Apple Computer will take the wraps off the latest version of its industry-standard compositing and effects solution for film and HD during the annual NAB conference next month, reliable sources told AppleInsider.
Shake 3.5, as the company plans to call it, will boast new Warper and Morpher nodes along with improvements to playback caching, shape drawing, QuickTime integration and more, sources said.
New Warper and Morpher Nodes
Shake 3.5's new Warper and Morpher nodes will allow film editors to easily create specific warping effects using tools very similar to those used by the RotoShape node. By using shapes, editors can deform parts of an image to conform to shapes drawn in the Viewer, sources said.
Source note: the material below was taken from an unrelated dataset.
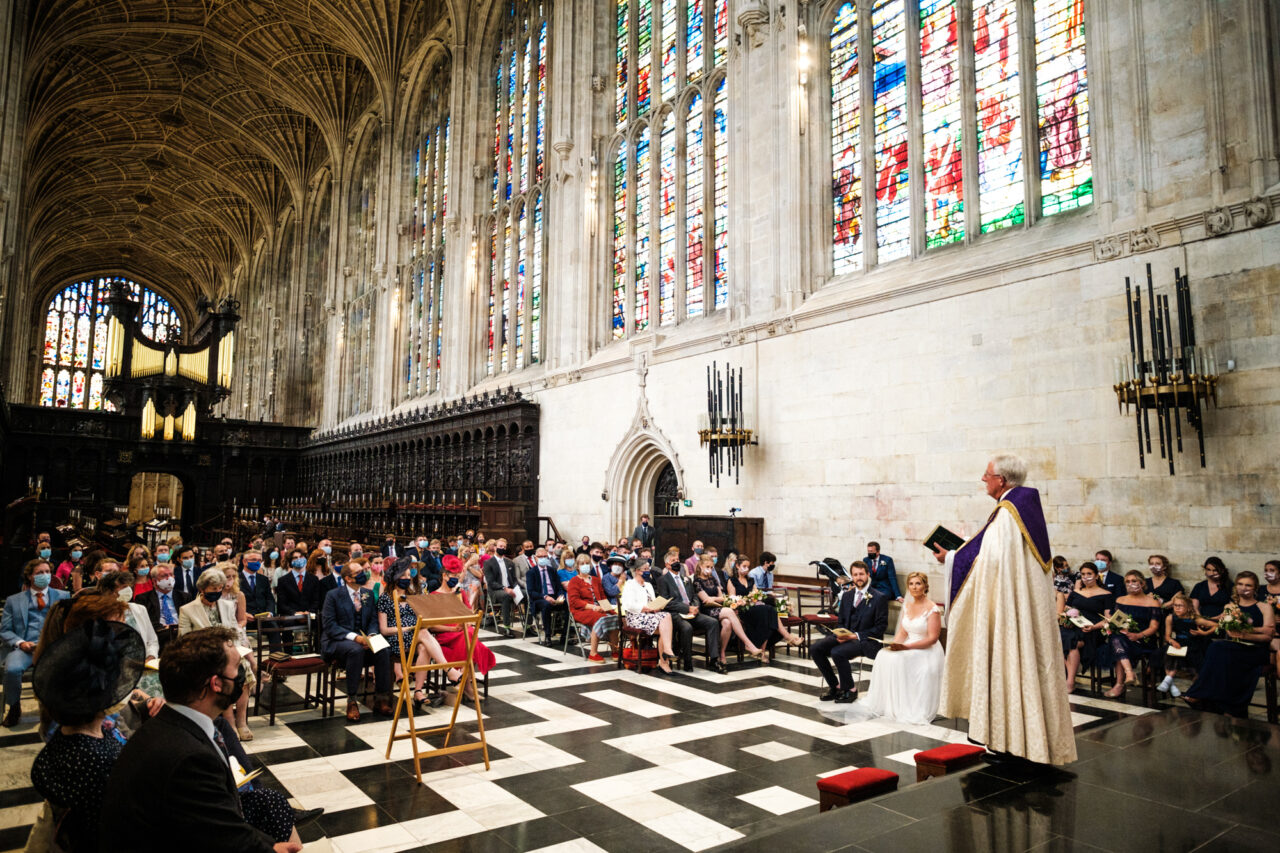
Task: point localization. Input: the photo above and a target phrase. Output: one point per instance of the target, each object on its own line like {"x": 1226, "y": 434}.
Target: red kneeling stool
{"x": 942, "y": 760}
{"x": 854, "y": 785}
The Warper node will be useful for creating targeted deformations to alter the shape of a subject in an image, while the Morpher node blends two images together to create the effect of one subject changing shape to turn into another.
Playback Caching and Playback Limiting
Shake 3.5 will sport a more predictable and improved caching logic, which will improve playback subject to the speed of the users computer and the amount of RAM available. However, Viewer playback in the new version will be limited to the frame rate specified by the user in the 'timecodeMode' parameter of the application's Globals tab.
Improved Shape Drawing
Improving on features added to Shake version 3.0.1, Shake 3.5 will also add several new commands and controls to aid editors in shape drawing and manipulation.
For more precision, each shape's transform control now affects only that shape, even if control points on multiple shapes are selected. Likewise, holding down the Shift key while manipulating one or more selected points with the transform control will modify only the selected points instead of the entire shape. Holding the Command or Control key while dragging the center of a transform control will now move it in relation to the shape it's associated with.
With Shake 3.5, each shape in a RotoShape, Warper, or Morpher node will be labeled in the Viewer with a number ID based on the order in which it was created. By right-clicking any shape in the Viewer, users can display a shortcut menu with commands to hide that shape, hide other shapes, or show all shapes, sources said. Meanwhile, right-clicking anywhere in the Shake Viewer will display a shortcut menu that will allow users show or hide any shape in that node by its label.
User's will also be able to copy entire shapes--or shape fragments--between RotoShape, Warper, and Morpher nodes. When copying a shape from a RotoShape node to a Warper or Morpher node, users will have the option to assign it as a source, target, or boundary shape. In addition, several parameters in the 'guiSettings' section of the application's Globals tab will allow users to customize shape-drawing behaviors and shape transform controls in the Viewer.
Improved QuickTime Support
Shake’s handling of QuickTime clips greater than 8-bits has been greatly improved in Shake 3.5, sources said. It will also bring improved support for importing and exporting QuickTime clips using the Apple Uncompressed 8- and 10-bit 4:2:2 codecs.
Handling of DPX Files
Apple will also improve support for reading and writing of DPX images, offering improved for better compatibility with more film recorders, sources report. An additional parameter will allow users to specify the orientation of the output image as either 'Top to Bottom' or 'Bottom to Top' when rendering a DPX file with a FileOut node.
Custom File Header Metadata
For facilities using special file translators, Shake 3.5 will deliver internal support for blind data, which will allow for the preservation of metadata from custom file formats. When designing a file translator that places a file’s header metadata into Shake’s blind data container, the new version will now pass it down through the node tree.
Customized FlipBook and Additional Support for Qmaster
Finally, via the use of plugs, Shake 3.5 will deliver additional support Shake Qmaster and allow users to specify an external flipbook to come up as the default, sources said.
Shakes Industry Dominance
For the past three years WETA Digital, New Zealand’s foremost visual effects facility, has used Shake software as the primary film compositing system to handle the enormous visual effects requirements for New Line Cinema’s and Peter Jackson’s adaptation of J.R.R. Tolkien’s epic “Lord of the Rings” trilogy.
This year's Annual Academy Awards presentation marked the seventh consecutive year Apple’s Shake compositing software has played a crucial role in a film winning the Academy Award for Best Visual Effects. The 2004 winners in this category from Weta Digital credited Shake as a key element in the creation of “The Lord of the Rings: The Return of the King.”
Apple is expected to debut Shake 3.5 during its invite-only "Moving Pictures. Moving Sound. Moving the Industry" event on April 18th at the NAB conference. The application is said to be just one of several announcements to be made by the company during the expo.